# Conceptual Understanding in Introductory Physics XVIII

**Posted:**April 19, 2015

**Filed under:**Assessment, Goals, Motivations, Understanding |

**Tags:**circulation, concepts, critical thinking, curl, differential equation, divergence, electric field, electromagnetic theory, field, flux, geometry, integral, introductory physics, learning, magnetic field, mathematics, partial derivative, teaching, vectors Leave a comment

The Maxwell equations contain everything mentioned in an introductory calculus-based electromagnetic theory course, and then some. They contain detailed mathematical structure and deep insight into electromagnetic fields. They are a magnificent playground for learning the various theorems of vector calculus, and applying these theorems to the fields of particles naturally leads to things like divergence, curl, flux, circulation, and the Dirac delta function, something no introductory course I know of incorporates (Matter & Interactions mentions it, as it does the differential vector operators). The Maxwell equations also make a great starting point for alternative ways of thinking about vector fields, like geometric algebra, differential forms and tensors. Of course the culmination of any introductory electromagnetic theory course is “solving for light” or more correctly, solving the Maxwell equations in free space and showing how the solution leads to light as a pulse of electromagnetic energy. If you start your mechanics course or electromagnetic theory course with special relativity, you can come full circle and demonstrate how the Maxwell equations are relativistically rigorous under a Lorentz transformation, bringing students back to the topic that prompted Einstein to think about relativity in the first place.

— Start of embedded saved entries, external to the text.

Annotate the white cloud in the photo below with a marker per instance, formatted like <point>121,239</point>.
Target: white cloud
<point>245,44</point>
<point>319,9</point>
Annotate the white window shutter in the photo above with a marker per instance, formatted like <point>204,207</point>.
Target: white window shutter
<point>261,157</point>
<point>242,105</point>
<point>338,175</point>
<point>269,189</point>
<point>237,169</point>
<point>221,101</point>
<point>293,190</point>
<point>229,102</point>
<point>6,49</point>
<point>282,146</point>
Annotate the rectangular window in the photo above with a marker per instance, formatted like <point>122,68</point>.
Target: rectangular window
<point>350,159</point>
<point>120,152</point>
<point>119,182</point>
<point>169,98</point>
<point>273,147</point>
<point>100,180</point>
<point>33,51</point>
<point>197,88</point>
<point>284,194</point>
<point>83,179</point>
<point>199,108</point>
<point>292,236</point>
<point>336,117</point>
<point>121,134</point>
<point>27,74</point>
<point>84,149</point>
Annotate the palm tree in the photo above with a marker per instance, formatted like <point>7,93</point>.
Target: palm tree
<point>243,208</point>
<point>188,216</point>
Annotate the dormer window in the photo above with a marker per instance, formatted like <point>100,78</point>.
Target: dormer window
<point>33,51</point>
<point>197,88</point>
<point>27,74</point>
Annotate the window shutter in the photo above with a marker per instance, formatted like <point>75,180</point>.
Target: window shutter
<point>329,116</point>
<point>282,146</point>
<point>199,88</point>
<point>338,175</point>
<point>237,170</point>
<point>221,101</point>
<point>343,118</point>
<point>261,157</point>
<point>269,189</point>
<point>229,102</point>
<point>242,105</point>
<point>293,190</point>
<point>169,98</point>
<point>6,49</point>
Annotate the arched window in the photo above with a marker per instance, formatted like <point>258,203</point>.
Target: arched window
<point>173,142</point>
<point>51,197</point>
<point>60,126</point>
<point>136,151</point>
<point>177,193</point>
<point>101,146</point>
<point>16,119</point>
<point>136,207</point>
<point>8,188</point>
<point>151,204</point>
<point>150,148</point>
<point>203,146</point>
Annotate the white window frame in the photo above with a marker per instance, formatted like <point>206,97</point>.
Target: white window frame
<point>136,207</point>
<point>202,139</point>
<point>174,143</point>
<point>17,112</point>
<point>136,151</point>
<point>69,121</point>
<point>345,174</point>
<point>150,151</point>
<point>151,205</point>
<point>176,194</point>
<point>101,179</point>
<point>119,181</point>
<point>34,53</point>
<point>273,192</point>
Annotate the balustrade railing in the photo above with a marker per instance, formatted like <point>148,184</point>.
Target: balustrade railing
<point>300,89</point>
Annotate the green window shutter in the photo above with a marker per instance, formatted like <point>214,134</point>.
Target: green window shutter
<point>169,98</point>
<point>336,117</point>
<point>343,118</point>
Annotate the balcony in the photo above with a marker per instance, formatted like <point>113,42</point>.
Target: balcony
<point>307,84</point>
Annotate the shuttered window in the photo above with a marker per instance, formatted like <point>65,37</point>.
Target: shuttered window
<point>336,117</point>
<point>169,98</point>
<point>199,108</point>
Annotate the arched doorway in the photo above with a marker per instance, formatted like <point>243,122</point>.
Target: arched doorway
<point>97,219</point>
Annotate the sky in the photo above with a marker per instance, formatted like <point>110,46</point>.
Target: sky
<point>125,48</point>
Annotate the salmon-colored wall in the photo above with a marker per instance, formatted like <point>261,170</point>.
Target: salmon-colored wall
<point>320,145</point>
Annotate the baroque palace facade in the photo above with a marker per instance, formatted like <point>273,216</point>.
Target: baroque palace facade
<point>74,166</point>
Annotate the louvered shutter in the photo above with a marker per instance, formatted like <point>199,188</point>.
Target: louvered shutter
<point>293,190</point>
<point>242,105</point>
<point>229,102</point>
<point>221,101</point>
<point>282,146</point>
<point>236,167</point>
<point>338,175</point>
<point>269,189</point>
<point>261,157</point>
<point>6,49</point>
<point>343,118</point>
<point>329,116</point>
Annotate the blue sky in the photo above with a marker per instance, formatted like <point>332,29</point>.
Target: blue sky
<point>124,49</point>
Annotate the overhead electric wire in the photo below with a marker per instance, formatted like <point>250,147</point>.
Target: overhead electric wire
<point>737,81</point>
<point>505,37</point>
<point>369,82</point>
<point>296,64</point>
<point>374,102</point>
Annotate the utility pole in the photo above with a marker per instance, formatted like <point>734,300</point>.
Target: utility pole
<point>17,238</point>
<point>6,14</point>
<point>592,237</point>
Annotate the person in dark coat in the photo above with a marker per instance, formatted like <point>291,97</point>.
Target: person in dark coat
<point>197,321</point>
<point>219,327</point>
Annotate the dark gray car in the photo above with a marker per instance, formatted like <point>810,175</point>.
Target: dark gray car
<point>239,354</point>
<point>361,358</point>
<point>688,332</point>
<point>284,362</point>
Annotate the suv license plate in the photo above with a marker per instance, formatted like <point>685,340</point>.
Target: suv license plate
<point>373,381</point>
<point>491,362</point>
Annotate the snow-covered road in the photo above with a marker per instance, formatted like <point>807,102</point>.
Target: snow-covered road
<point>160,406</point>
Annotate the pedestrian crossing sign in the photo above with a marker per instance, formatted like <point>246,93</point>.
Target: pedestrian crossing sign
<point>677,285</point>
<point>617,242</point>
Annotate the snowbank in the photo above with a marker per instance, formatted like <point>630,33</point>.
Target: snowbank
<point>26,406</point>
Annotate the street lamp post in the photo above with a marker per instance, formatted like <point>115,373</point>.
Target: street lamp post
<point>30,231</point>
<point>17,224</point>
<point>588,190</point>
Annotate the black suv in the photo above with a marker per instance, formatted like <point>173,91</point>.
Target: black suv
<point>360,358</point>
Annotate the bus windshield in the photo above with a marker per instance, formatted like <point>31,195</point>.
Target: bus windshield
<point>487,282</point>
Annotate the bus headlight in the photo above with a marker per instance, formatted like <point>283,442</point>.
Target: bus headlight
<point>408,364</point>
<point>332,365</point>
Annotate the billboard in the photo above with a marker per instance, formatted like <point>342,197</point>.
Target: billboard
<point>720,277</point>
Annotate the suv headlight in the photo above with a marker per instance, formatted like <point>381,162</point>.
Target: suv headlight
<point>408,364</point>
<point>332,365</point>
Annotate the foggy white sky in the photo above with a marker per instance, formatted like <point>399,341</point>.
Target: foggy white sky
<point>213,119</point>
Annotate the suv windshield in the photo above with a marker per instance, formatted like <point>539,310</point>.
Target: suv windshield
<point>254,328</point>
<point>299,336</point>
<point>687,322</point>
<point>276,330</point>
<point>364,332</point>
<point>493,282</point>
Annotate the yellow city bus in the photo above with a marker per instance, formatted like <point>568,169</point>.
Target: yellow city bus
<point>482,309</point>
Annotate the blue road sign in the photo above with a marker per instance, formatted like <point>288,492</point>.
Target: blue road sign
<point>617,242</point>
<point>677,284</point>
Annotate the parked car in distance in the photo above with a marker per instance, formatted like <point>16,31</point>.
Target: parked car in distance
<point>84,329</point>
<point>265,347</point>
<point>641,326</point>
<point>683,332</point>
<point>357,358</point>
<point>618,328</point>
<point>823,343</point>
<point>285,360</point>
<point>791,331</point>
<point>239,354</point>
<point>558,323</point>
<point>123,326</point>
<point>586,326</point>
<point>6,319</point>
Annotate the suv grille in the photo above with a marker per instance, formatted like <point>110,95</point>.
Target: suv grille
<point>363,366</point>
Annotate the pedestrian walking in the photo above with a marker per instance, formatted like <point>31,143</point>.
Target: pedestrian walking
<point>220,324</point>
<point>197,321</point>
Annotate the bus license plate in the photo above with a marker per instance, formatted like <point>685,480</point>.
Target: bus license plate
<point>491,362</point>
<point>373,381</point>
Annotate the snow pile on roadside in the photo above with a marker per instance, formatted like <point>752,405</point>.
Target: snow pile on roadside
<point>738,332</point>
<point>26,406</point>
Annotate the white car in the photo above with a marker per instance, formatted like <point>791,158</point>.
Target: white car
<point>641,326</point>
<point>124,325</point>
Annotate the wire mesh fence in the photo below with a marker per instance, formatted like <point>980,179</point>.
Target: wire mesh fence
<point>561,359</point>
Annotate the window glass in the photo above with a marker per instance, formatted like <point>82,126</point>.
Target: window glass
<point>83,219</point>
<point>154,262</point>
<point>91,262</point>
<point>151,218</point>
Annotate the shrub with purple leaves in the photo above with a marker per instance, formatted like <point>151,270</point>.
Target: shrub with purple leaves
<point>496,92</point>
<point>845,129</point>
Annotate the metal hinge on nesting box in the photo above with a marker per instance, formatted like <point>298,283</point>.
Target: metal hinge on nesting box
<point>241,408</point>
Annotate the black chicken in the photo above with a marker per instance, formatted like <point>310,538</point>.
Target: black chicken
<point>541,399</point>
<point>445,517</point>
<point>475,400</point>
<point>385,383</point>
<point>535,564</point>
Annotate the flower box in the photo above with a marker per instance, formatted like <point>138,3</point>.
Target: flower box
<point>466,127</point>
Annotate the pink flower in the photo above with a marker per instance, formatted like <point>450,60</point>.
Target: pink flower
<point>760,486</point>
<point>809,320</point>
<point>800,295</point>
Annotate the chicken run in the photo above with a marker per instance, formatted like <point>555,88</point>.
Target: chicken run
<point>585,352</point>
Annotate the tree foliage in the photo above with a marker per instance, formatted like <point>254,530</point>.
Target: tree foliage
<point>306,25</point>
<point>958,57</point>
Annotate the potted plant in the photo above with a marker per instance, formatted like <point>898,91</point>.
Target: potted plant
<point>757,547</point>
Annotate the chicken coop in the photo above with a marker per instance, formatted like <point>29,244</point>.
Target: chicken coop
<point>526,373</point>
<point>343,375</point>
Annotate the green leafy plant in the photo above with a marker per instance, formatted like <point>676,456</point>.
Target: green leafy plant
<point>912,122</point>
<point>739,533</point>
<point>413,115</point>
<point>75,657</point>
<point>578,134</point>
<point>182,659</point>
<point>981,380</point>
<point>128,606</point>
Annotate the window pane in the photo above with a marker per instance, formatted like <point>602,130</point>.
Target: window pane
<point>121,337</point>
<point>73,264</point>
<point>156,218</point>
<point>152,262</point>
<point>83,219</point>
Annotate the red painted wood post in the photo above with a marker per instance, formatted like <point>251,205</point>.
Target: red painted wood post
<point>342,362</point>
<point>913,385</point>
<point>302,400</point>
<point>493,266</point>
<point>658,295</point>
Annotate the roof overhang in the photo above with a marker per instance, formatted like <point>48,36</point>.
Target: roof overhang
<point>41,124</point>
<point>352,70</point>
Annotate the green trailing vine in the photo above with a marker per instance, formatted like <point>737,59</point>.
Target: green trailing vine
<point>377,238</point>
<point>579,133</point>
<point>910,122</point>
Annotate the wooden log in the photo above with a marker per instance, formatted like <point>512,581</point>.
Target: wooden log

I’m saving the best motivation for last though. The Maxwell equations are the best place in introductory physics to let students practice with symmetry and duality. Mere visual inspection of the equations, especially when written for free space, leads to adding terms that make the equations fully symmetric under a duality transformation (see here and here) and predicting the existence of magnetic monopoles. As one of my students said just last week, “The symmetry of Maxwell’s equations is so beautiful that magnetic monopoles just have to exist!” I don’t know that that argument will hold up to current experimental tests, but it’s great to see students understand how symmetry leads to predictions that lead to experiments. That’s meaningful.

So here are some questions on the Maxwell equations, some of which I’ve used at the end of second semester calculus-based physics.

**(a) Write Maxwell’s equations in integral form. Notation must be consistent and correct.**

**(b) For each integral equation, write a one sentence interpretation of that equation. Do not simply write a verbal translation of the equation; interpret the equation’s meaning. There is probably more than one correct interpretation for each equation. **

**(c) Transform each equation into a differential equation, showing each step clearly. Notation must be consistent and correct.**

**(d) For each differential equation, write a one sentence interpretation of that equation. Do not simply write a verbal translation of the equation; interpret the equation’s meaning. Again, there is probably more than one correct interpretation for each equation. **

**(e) For each differential or integral equation, give one specific application of that equation from this course. Do not cite trivial applications. **

**(f) Using symmetry arguments, rewrite each set of equations (the integral set and the differential set) to account for the existence of magnetic monopoles. **

**(g) Write each set of equations for free space. Comment on how the free space equations would look if magnetic monopoles are found.**

These questions themselves could conceivably serve as an entire final exam. Give it a try!